Muita controvérsia cercou a passagem de Robert De Niro pelo posto de presidente do júri de Cannes, em 2011, quando "Melancolia", de Lars von Trier, foi preterido em prol de "A Árvore da Vida", de Terrence Malick, na disputa por uma Palma de Ouro muito refutada, mas que não fez o festival francês perder sua reverência ao ator americano de 81 anos. Tanto que, na próxima terça, ele estará lá na Croisette de novo, para receber uma Palma Honorária pelo conjunto de sua carreira, antes da projeção do longa-metragem de abertura do evento: "Partir un Jour", da estreante Amélie Bonnin. O Brasil é o país homenageado e concorre na competição oficial (com "O Agente Secreto", de Kleber Mendonça Filho) e na Semana da Crítica (com "Samba Infinito", de Leonardo Martinelli), além de participar da seção Un Certain Regard com a coprodução lusa "O Riso e a Faca", de Pedro Pinho.

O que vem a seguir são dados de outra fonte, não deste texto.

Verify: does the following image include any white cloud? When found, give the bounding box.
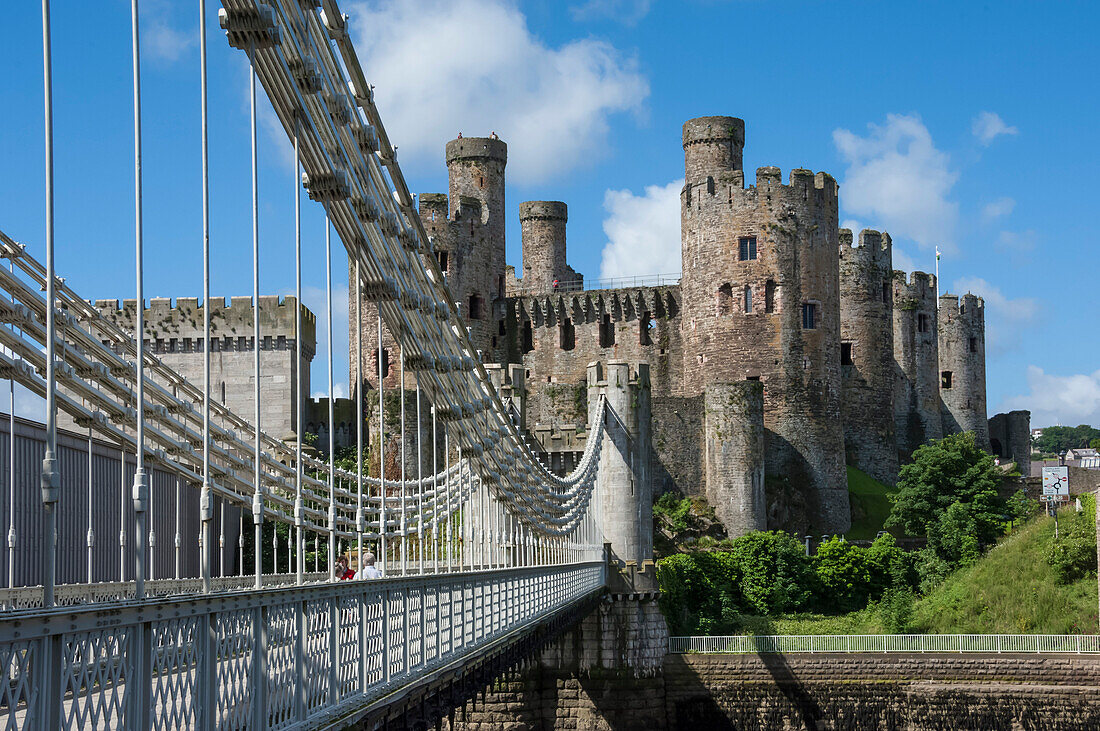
[997,229,1038,253]
[569,0,653,25]
[141,0,198,63]
[952,277,1041,354]
[352,0,649,181]
[970,112,1020,145]
[1000,366,1100,427]
[981,197,1016,221]
[833,114,958,252]
[600,178,684,278]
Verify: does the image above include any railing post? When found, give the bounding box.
[252,602,267,729]
[329,593,340,706]
[40,628,64,729]
[382,589,389,685]
[294,598,307,721]
[198,611,218,731]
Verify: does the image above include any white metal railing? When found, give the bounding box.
[669,634,1100,654]
[0,562,606,731]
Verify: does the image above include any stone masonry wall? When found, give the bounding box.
[442,654,1100,731]
[840,229,898,485]
[893,272,944,458]
[680,118,850,533]
[989,410,1032,478]
[704,380,768,538]
[86,297,317,439]
[938,295,989,450]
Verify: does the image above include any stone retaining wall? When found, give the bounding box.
[450,654,1100,731]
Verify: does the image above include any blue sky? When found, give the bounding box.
[0,0,1100,425]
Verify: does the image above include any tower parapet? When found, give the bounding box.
[519,200,583,295]
[839,229,898,485]
[937,293,989,450]
[680,112,850,533]
[893,270,944,457]
[683,117,745,184]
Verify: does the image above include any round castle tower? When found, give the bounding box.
[893,270,944,457]
[348,137,508,390]
[519,200,571,293]
[680,117,850,533]
[840,229,898,485]
[938,295,989,450]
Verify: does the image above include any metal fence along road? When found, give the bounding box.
[0,562,605,730]
[669,634,1100,654]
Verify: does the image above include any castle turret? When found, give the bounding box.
[937,295,989,450]
[683,117,745,185]
[840,229,898,485]
[519,200,572,293]
[680,118,850,533]
[989,410,1032,477]
[703,380,768,538]
[893,272,944,457]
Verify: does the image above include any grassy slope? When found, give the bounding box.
[846,467,898,541]
[741,517,1097,634]
[913,517,1097,634]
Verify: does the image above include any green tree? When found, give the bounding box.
[886,432,1004,542]
[729,531,813,614]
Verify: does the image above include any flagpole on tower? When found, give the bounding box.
[936,246,939,298]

De Niro teve títulos projetados lá muitas vezes, entre eles "Taxi Driver", laureado com o prêmio máximo da maratona cinéfila da Côte d'Azur em 1976. Uma de suas passagens mais discutidas pelo balneário aconteceu em 1984, na projeção de um dos longas mais tocantes de sua carreira, que ganha novos holofotes, agora, no streaming: o épico "Era Uma Vez Na América" ("Once Upon a Time In América"). O Telecine acaba de incluir essa produção de US$ 30 milhões, encarada como sendo a obra-prima do cineasta romano Sergio Leone (1929-1989), em sua grade online. Há como vê-la via Prime Video, na Amazon.
Na Croisette, quatro décadas atrás, sua projeção foi encerrada com uma ovação de 20 minutos de aplausos.
Ambientado em três épocas distintas - 1918, 1930 e 1968 - de Nova York, o filme é baseado no romance "The Hoods", de Harry Grey (1901-1980). Sua adaptação é embalada na trilha sonora de Ennio Morricone (1928-2020), indicada ao Globo de Ouro, em 1985. Suas composições ainda renderam ao longa o Bafta, o Oscar inglês, ajudando-o a ganhar status de obra-prima, fazendo de Leone uma escola, reconhecida como bússola de invenção por áses da linguagem cinematográfica do presente, como Quentin Tarantino.
Filmado entre o Brooklyn, a Flórida e os estúdios da Cinecittà, em Roma, com algumas cenas rodadas em Montreal, "Era Uma Vez Na América" começou a ser idealizado por Leone após o sucesso mundial de "Era Uma Vez No Oeste" (1968), com Claudia Cardinale, Henry Fonda e Charles Bronson. Chegou aos cinemas num momento de apogeu de seu protagonista, De Niro, que havia conquistado o Oscar em 1981, pelo cult "Touro Indomável". Apesar de todo o carisma dele, a duração GG do filme, pouco usual na década de 1980, assustou as plateias, limitando sua bilheteria a cerca de US$ 5 milhões. Mesmo assim, o prestígio do longa, já à época, era alta, maior do que qualquer outro trabalho de Leone, que era esnobado pelos críticos por sua aposta em faroestes comerciais.
Na releitura de Leone e sua horda de roteiristas (Leonardo Benvenuti, Piero De Bernardi, Enrico Medioli, Franco Arcalli, Franco Ferrini, Stuart Kaminsky e Ernesto Gastaldi) para a prosa de Harry Grey, a vida de judeus dos EUA nos anos 1910, 20, 30 e 60 é cartografada a partir das sequelas de exclusão que os cercam. Em 1968, David "Noodles" Aaronson (De Niro) retorna à Nova York, onde teve uma carreira como gângster, 30 anos atrás. A maioria dos seus amigos já morreu, mas ele sente que seu passado não se resolveu. A partir de uma série de flashbacks, a narrativa acompanha Noodles desde sua infância, como um garoto pobre de Nova York, até sua ascensão como contrabandista, chegando, depois, a virar chefe da Máfia, sempre tendo como principal parceiro - e futuro rival - Max, papel dado a James Woods.
Embora tenha dirigido muito pouco em seus 60 anos de vida, Leone havia desempenhado múltiplas funções na área cinematográfica antes de pilotar um set com sua autoridade de realizador autoral, tendo sido assistente de direção, roteirista, produtor... Marcou época com seu estilo proustiano, de buscar passados perdidos, esbanjando adrenalina nas cenas de ação.
Cannes este ano vai de 13 a 24 de maio, com Juliette Binoche na presidência do júri.